As regras do jogo

É de notório saber popular: a Lei da Ficha Limpa, em 2010, endureceu as regras para aqueles que pretendem disputar cargos públicos eletivos. Foram dezenas de alterações concernentes ao processo eleitoral, mas a mais célebre de todas elas foi a que determina a inelegibilidade de condenados criminalmente por órgãos judiciais colegiados ou ações transitadas em julgado.

Traduzindo do juridiquês, órgão colegiado é aquele cuja decisão é tomada por mais de um único juiz, como os Tribunais de Justiça ou os Tribunais Regionais Federais. Transitada em julgado é a denominação que se dá à ação que transcorreu por todo o rito do devido processo legal e foi encerrada, não cabendo mais recurso. Diferentemente do que muitos acreditam, portanto, é completamente irrelevante a condição de encarceramento do condenado.

Em outras palavras, é possível haver tanto um presidiário elegível quanto um inelegível em liberdade. Um candidato preso, é claro, enfrentaria dificuldades em sua campanha, já que não poderia deixar o cárcere para participar de seus eventos. Mas não há, no direito brasileiro, qualquer relação entre aprisionamento e candidatura eleitoral. A discussão que corre, e cuja solução deverá ditar os rumos das eleições neste ano, é outra: a inelegibilidade do candidato é automática desde a sua condenação, ou se consuma somente com uma declaração da Justiça Eleitoral? Mais do que uma simples confusão jurídica, a questão repercute diretamente sobre a possibilidade ou não de um ficha suja proceder ao registro de sua candidatura.

Se lhe for permitido o registro, o ficha suja terá direito a todo o trâmite legal, tipicamente vagaroso, da Justiça brasileira. Impugnações, recursos e prazos dilatados tornam praticamente impossível o trânsito em julgado desse pedido antes do 1º e 2º turnos das eleições (1º e 31 de outubro de 2018, respectivamente).

Até essa decisão final, o candidato já teria disputado o pleito e, possivelmente, saído vencedor. Uma vez que a Lei da Ficha Limpa nada esclarece sobre o tema, a resposta ficará sujeita à interpretação pessoal dos magistrados do Tribunal Superior Eleitoral (TSE) e ainda do Supremo Tribunal Federal (STF).
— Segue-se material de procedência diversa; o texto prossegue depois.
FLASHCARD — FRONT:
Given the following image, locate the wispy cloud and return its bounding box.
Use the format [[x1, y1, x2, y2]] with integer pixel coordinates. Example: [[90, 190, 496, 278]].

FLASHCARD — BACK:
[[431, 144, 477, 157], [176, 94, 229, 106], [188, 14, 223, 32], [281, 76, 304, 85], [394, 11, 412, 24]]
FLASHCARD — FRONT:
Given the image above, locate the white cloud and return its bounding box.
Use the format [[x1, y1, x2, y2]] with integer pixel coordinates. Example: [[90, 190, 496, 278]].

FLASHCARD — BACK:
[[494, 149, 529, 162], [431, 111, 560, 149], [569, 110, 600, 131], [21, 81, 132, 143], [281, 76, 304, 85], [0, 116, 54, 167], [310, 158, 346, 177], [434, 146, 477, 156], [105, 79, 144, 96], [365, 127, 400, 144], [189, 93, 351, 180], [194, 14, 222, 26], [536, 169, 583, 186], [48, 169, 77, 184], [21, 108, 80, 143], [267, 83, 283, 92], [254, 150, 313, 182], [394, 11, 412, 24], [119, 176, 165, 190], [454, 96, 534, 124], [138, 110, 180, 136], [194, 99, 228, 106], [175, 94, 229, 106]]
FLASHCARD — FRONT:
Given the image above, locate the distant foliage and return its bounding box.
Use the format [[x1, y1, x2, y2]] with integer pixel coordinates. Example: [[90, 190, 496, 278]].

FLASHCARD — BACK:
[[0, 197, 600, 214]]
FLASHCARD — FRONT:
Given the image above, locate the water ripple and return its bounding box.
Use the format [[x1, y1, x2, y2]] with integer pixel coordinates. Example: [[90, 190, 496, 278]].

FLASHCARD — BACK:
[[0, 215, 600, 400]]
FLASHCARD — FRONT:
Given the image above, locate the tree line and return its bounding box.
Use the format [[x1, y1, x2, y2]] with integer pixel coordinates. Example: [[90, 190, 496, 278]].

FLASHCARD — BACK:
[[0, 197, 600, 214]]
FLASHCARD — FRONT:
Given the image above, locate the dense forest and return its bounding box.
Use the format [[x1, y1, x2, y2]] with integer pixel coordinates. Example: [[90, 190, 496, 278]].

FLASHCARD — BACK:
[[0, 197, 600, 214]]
O ministro Luiz Fux, atual presidente do TSE, tem dado declarações à imprensa de que é favorável à aplicação automática da inelegibilidade, desautorizando assim o registro de candidatura do ficha suja. Antes que haja uma deliberação formal da Justiça, contudo, são palavras ao vento. Pressões políticas podem surtir mais efeito do que argumentos jurídicos em decisões dessa magnitude.